Are your emails completely missing the mark and costing you big-time?

Have you ever received an email that was totally confusing?  I'm sure you’re not alone there! Insurance companies, government agencies and councils have been culprits in that department - but individuals can be just as guilty.

In our extremely busy lives, it’s so easy to dash off an email to a potential customer, an important client or a team member without giving it much thought. Remember, every piece of communication - including even the most inconsequential email - is part of a crucial relationship with whoever you're sending it to. Send an email that’s not clear and you risk one of these results:

1.     Confusion

Your reader might have to come back to you with questions, and that wastes their time and yours. If you’d got your point across clearly the first time, there'd be no need for time-sucking clarification questions. 


2.     Anger

I get hot under the collar when I receive an email that doesn't make sense - how about you? It’s easy to then think less of the person or organisation that sent you the email - after all, if they can't make sense when they write, are they really worth doing business with?

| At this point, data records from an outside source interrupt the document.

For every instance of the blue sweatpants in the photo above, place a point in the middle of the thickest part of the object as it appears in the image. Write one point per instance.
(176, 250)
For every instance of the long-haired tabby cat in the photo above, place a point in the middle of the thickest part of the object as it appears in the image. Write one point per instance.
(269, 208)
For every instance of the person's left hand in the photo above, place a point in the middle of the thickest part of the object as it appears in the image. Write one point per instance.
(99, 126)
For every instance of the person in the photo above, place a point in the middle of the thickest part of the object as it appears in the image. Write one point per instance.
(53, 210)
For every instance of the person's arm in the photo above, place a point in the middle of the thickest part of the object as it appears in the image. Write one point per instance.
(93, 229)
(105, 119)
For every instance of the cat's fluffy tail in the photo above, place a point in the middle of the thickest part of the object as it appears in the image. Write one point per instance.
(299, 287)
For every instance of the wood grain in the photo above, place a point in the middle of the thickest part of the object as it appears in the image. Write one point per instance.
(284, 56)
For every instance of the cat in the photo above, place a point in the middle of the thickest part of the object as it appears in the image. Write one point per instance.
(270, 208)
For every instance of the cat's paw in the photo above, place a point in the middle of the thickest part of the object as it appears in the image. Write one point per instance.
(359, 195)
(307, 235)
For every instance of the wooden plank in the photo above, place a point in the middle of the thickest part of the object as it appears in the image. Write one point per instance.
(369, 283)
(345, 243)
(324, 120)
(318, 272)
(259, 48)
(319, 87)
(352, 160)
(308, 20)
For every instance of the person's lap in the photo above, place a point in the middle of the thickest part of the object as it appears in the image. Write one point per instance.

Not taking care with your emails can damage your reputation - and that can have far-reaching consequences. When someone receives an email from you, you want them to feel enthusiastic about opening it - as opposed to groaning and hitting the delete key.  

3.     Speaking of deleting, the third consequence of bad emails is that your message is ignored.

That can mean lost opportunities and even more serious ramifications. Let's say you send a message because you need someone to take specific action. They ignore it because it’s too hard to read - you haven't been clear enough. They never get the important message about the action, so they don't do what's required. That could lead to a major problem for them, and for you. Make no mistake: unclear communication creates risk.

On the flip side, it's easy to structure your emails so your reader gets your message. I call it the IDEA framework.

I is for Introduction.

Start with a friendly acknowledgement; whether it's "Hi..", "Dear..." or some other greeting, make it appropriate to the audience and the situation.

Your first short paragraph is all about making a connection and setting the context for your message. Don’t assume the other person can read your mind. Spell out what the email will cover, for example,

 "Hi John,

I’m touching base to let you know about …”

D is for Detail.

Give more context so they get the "why" of what's coming next. Don’t just plunge into what you want from them. Help them understand why you’re asking or communicating your particular message. Keep this brief; one short paragraph.

E is for Explain.

State your position and very clearly outline what needs to happen next. 

A is for Action.

This is where you specify the action step which might simply be “Please respond to me by 4pm tomorrow.” - or it might be asking them to register for an event, provide particular information or any number of other options.

One of the biggest failings with emails is that often the writer doesn’t make it clear what they want the reader to do with the information. If there’s no intended action, what’s the point of sending the email? Make the action clear and it’s much more likely your recipient will get the message and do what needs to be done.

Another thing; sign off your email in a way that builds engagement - even if you've just delivered unpalatable news. I like to sign off an email with "Kind regards," then my first name, followed by my signature block. "Thanks in advance" can also be effective, and there are many other variations. Avoid ending the email with your signature graphic and nothing else; that's like slamming the door without saying good-bye!

Consider also that email mightn't be the best communication channel for your message. Emails are fraught with danger because the recipient doesn’t have the benefit of your tone or body language and can only try to read between the lines if they’re not sure what you mean. If the information is in any way sensitive, urgent or controversial, sit down with the person face to face or at least pick up the phone. In any communication exchange, the channel you choose will have a big impact on the outcome.

Every email matters. Every word within every email matters. Try the IDEA framework and see if it works for you. I'd love to hear your feedback.